Ce que financent les aides, et ce qu’elles ignorent
Au barème en vigueur au 23/07/2026 : le plancher lui-même n’est pas subventionné en tant que tel, mais la PAC air-eau qui l’alimente ouvre MaPrimeRénov’ parcours par geste (5 000 € très modestes, 4 000 € modestes, 3 000 € intermédiaires, plafond de dépense 12 000 €), les CEE cumulables (plafond 90/75/60 % du coût), la TVA à 5,5 % sur l’ensemble du lot amélioration énergétique et l’éco-PTZ. En rénovation d’ampleur avec sauts de classe DPE, le parcours accompagné (travaux jusqu’à 63 000 €) peut englober le tout, audit obligatoire. L’installateur doit être RGE, et l’entretien de la PAC est obligatoire tous les 2 ans (décret 2020-912).
Le contre-pied : les rénovations où il faut y renoncer
- Hauteur sous plafond déjà limite (moins de 2,40 m) ou seuils impossibles à reprendre : les 3 à 6 cm se paient en portes, plinthes et escaliers.
- Étages sur plancher bois souple : la chape fluide exige un support rigide ; les systèmes secs existent mais le couple poids-rigidité se vérifie cas par cas.
- Besoin de vrai froid : maison plein sud sous les toits, chambres à 30 °C ; les 3 à 5 °C du sol ne suffiront pas, un arbitrage clim réversible ou PAC air-eau s’impose avant travaux.
- Rénovation légère : casser un carrelage récent pour gagner un confort de sol est rarement rationnel ; le plancher mince se greffe sur une rénovation déjà décidée du sol, pas l’inverse.
Vos questions, nos réponses
Quelle rehausse pour un plancher chauffant en rénovation ?
Comptez 3 à 6 cm au total avec les systèmes minces actuels, plaques à plots et chape fluide fine ou panneaux secs rainurés, revêtement compris selon la technique, contre 7 à 10 cm pour une chape traditionnelle. Portes, seuils et premières marches d’escalier doivent être vérifiés pièce par pièce avant devis.
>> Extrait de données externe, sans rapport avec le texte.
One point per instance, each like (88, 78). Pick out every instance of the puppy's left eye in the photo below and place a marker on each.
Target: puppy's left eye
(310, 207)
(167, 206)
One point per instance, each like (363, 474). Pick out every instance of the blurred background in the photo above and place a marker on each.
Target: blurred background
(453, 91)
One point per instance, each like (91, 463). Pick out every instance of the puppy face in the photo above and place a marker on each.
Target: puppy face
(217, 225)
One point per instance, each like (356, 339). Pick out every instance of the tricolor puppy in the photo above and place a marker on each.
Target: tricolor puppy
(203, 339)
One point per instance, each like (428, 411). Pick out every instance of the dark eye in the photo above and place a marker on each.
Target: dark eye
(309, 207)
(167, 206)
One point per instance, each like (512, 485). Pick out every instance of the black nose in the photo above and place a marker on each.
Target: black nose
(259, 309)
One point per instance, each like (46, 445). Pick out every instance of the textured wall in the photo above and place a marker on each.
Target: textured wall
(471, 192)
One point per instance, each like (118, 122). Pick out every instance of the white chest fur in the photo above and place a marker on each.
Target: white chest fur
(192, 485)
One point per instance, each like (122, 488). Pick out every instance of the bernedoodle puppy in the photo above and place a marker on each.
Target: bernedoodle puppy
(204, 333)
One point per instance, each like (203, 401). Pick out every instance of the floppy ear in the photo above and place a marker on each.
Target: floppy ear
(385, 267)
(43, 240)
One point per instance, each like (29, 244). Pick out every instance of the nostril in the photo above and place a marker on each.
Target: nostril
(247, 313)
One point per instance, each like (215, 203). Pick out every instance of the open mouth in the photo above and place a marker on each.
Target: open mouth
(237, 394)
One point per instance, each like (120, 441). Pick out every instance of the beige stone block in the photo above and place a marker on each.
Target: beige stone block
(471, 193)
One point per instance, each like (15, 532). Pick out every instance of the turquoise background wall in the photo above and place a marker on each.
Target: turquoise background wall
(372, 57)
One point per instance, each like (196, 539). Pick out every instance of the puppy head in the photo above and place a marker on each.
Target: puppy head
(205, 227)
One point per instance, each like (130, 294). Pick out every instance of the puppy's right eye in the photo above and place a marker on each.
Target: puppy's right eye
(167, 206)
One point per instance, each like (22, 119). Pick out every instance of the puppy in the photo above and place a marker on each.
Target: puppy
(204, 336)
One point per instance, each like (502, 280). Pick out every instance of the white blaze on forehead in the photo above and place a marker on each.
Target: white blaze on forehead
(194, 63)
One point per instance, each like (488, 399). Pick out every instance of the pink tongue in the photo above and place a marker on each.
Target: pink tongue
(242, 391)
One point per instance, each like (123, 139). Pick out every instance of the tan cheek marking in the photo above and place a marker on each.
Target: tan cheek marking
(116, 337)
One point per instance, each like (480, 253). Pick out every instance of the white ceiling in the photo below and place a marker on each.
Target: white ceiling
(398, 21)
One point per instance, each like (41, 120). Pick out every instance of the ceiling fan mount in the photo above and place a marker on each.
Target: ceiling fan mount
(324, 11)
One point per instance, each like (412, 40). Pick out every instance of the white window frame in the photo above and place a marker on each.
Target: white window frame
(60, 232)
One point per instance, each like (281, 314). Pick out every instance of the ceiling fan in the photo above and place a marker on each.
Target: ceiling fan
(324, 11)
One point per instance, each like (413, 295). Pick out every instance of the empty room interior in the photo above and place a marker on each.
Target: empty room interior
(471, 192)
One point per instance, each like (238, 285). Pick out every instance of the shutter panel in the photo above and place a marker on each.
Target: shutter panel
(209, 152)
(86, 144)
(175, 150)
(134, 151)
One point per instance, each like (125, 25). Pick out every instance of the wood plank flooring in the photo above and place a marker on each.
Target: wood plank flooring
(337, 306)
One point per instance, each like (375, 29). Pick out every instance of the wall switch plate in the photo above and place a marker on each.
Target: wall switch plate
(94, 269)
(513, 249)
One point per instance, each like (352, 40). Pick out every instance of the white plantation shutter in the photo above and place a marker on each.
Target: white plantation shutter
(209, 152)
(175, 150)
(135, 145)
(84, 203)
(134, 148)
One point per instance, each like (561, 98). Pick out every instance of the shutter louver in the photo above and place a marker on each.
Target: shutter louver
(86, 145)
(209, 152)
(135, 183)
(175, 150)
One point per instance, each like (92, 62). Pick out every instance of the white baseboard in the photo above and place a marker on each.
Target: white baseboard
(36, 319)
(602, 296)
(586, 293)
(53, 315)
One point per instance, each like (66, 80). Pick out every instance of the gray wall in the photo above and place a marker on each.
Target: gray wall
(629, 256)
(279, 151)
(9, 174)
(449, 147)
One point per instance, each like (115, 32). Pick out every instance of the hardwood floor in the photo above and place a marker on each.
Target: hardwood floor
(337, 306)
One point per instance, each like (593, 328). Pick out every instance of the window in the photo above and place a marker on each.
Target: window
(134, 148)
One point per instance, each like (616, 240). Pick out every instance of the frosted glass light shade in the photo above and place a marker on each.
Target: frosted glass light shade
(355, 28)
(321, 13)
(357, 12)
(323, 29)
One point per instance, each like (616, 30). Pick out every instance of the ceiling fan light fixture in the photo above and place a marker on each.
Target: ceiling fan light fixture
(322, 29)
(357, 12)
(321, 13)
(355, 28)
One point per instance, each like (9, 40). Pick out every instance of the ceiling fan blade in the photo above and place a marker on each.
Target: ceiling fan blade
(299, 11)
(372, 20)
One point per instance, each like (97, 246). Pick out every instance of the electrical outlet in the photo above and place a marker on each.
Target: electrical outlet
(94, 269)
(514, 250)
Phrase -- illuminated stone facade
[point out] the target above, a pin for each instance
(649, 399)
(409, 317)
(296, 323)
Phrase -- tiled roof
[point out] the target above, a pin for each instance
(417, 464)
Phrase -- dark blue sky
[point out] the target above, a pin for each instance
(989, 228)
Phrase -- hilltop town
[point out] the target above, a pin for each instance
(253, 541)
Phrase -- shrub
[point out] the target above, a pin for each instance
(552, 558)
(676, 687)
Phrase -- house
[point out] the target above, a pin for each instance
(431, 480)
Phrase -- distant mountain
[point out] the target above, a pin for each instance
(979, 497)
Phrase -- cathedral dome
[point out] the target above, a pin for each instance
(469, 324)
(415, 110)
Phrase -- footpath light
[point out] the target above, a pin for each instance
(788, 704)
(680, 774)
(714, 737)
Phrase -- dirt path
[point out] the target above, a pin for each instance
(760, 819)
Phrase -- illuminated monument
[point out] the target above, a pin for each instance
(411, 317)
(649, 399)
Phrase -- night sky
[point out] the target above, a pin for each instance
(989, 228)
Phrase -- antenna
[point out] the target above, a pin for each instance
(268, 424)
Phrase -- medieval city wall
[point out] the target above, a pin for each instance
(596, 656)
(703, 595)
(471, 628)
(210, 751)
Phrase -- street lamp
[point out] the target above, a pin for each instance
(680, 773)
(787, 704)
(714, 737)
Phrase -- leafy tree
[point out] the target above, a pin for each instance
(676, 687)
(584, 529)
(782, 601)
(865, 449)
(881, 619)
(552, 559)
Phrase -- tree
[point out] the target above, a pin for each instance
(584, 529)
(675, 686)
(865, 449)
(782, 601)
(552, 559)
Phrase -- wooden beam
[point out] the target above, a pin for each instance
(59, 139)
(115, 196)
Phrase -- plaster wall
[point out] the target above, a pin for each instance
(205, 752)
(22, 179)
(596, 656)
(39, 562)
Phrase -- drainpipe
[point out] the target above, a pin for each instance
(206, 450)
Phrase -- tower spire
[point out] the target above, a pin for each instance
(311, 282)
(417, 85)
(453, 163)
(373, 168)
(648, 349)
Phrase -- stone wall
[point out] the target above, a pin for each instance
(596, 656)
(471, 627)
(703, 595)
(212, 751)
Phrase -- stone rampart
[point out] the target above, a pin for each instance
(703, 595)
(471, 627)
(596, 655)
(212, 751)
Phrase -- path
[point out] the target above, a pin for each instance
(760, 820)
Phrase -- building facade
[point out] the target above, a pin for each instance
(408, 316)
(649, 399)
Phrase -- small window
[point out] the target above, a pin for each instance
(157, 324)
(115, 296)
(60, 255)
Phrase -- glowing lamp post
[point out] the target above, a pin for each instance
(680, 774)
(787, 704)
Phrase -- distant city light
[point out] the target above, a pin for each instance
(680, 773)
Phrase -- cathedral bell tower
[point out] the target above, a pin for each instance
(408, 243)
Le plancher rafraîchissant remplace-t-il la climatisation ?
Non : il abaisse la température de 3 à 5 °C avec une eau à 18-20 °C, sans déshumidifier ni garantir une consigne. C’est un confort d’été doux, silencieux et économe, remarquable en maison correctement isolée, mais qui ne rivalise pas avec un split en canicule extrême. Beaucoup de foyers le complètent d’une clim ciblée dans une chambre.
Quelles aides pour un plancher chauffant avec PAC en 2026 ?
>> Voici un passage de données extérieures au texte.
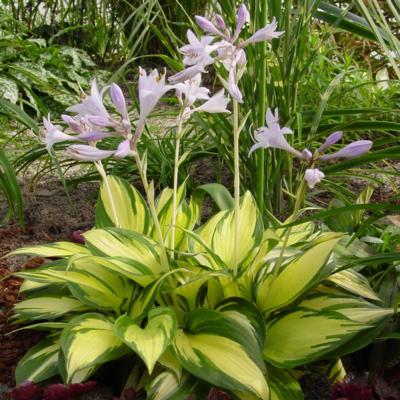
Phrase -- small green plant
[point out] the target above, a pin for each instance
(193, 304)
(9, 187)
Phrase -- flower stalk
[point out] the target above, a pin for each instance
(179, 132)
(103, 174)
(300, 196)
(236, 134)
(150, 200)
(260, 184)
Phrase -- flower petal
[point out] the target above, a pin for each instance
(83, 152)
(330, 140)
(313, 176)
(352, 150)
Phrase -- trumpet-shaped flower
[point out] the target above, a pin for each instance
(151, 88)
(242, 16)
(207, 26)
(75, 125)
(330, 140)
(91, 105)
(352, 150)
(84, 152)
(273, 136)
(198, 50)
(118, 99)
(313, 176)
(186, 74)
(93, 136)
(190, 91)
(123, 149)
(215, 104)
(233, 88)
(53, 134)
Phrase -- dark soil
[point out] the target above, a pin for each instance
(48, 217)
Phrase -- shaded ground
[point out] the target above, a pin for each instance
(49, 217)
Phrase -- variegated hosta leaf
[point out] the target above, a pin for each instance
(136, 271)
(167, 386)
(353, 308)
(355, 283)
(215, 348)
(218, 234)
(96, 286)
(87, 341)
(298, 233)
(44, 276)
(40, 362)
(46, 307)
(58, 249)
(150, 342)
(122, 206)
(298, 277)
(139, 250)
(283, 385)
(319, 325)
(248, 316)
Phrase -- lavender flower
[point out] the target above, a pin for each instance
(272, 136)
(313, 176)
(53, 134)
(330, 140)
(83, 152)
(151, 88)
(352, 150)
(198, 52)
(91, 105)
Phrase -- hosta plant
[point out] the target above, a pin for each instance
(188, 304)
(196, 324)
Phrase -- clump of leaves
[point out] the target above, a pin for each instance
(42, 77)
(57, 391)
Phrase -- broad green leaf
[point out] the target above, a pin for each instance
(128, 268)
(355, 309)
(283, 385)
(355, 283)
(319, 325)
(47, 307)
(218, 233)
(40, 362)
(303, 336)
(58, 249)
(96, 286)
(215, 347)
(298, 233)
(219, 193)
(140, 250)
(8, 89)
(122, 206)
(246, 315)
(89, 340)
(167, 386)
(150, 342)
(299, 276)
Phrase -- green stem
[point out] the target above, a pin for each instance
(153, 211)
(103, 175)
(63, 181)
(236, 184)
(260, 185)
(299, 200)
(175, 183)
Le plancher seul n’est pas aidé ; la PAC air-eau réversible l’est : MaPrimeRénov’ de 3 000 à 5 000 € selon revenus, CEE cumulables, TVA 5,5 % et éco-PTZ jusqu’à 50 000 €, au barème en vigueur au 23/07/2026, avec installateur RGE. En rénovation d’ampleur auditée, le parcours accompagné peut financer l’ensemble du bouquet, plancher compris.
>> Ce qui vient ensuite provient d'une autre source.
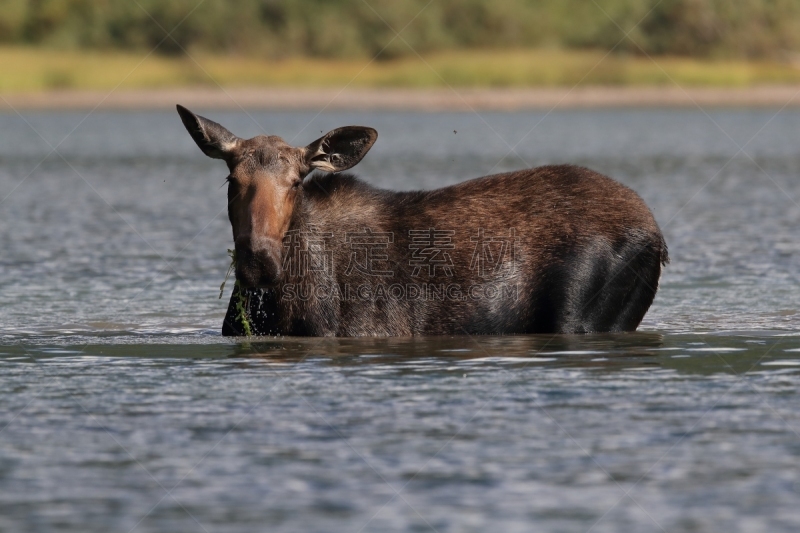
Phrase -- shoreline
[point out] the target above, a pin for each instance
(399, 99)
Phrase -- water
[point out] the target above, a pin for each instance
(123, 409)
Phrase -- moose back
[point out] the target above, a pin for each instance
(554, 249)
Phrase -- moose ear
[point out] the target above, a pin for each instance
(214, 140)
(341, 148)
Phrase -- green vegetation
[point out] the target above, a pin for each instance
(27, 69)
(103, 44)
(366, 28)
(241, 300)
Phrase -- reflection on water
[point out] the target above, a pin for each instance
(123, 408)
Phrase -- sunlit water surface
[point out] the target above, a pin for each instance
(122, 408)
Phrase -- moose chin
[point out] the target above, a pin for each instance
(554, 249)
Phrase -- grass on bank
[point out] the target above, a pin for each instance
(32, 69)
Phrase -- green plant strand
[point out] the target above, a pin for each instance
(241, 307)
(241, 300)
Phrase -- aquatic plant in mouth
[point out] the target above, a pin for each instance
(241, 299)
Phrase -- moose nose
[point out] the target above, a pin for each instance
(258, 262)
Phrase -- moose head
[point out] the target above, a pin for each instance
(265, 185)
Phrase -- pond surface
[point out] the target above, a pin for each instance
(123, 409)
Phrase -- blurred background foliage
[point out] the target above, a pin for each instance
(341, 29)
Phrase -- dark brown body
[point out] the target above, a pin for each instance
(583, 254)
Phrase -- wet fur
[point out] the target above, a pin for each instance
(588, 259)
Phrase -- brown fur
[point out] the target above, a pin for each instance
(582, 252)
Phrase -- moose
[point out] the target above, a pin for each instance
(554, 249)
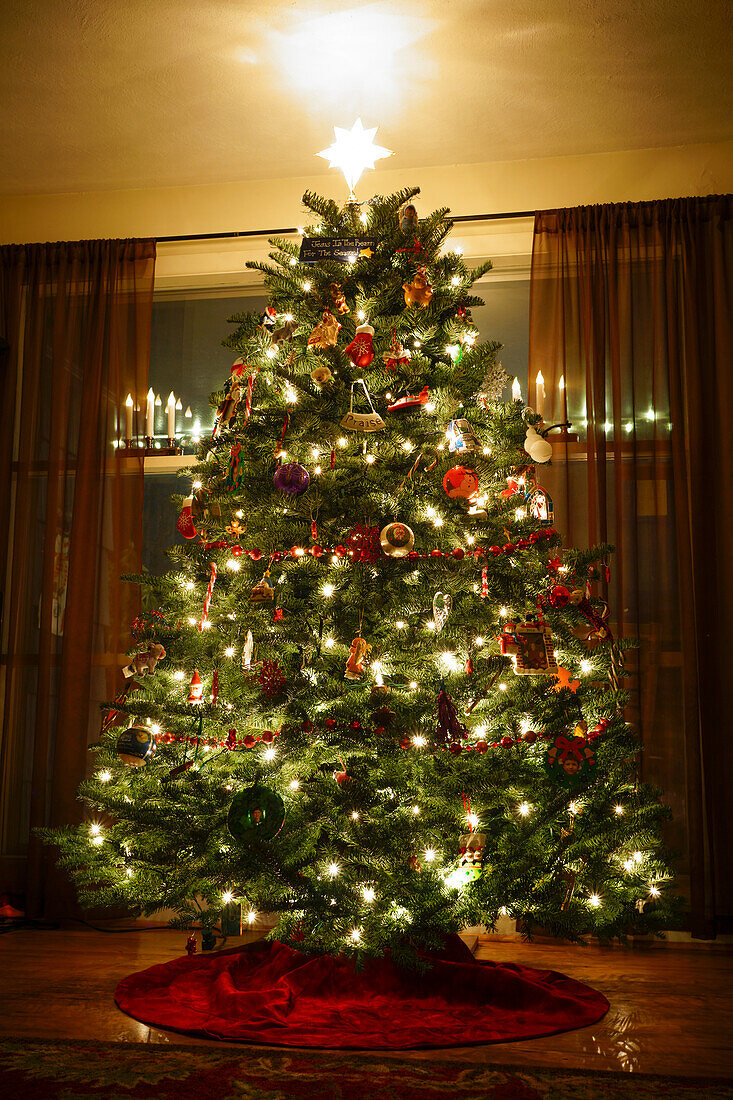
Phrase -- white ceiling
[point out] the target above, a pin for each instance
(120, 94)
Si votre rez-de-chaussée doit de toute façon être refait, faites chiffrer le plancher mince en même temps que la PAC par deux installateurs RGE, sonde de point de rosée exigée au devis : c’est dans cette fenêtre de travaux, et presque uniquement dans celle-là, que le chauffage-rafraîchissement par le sol est une évidence économique.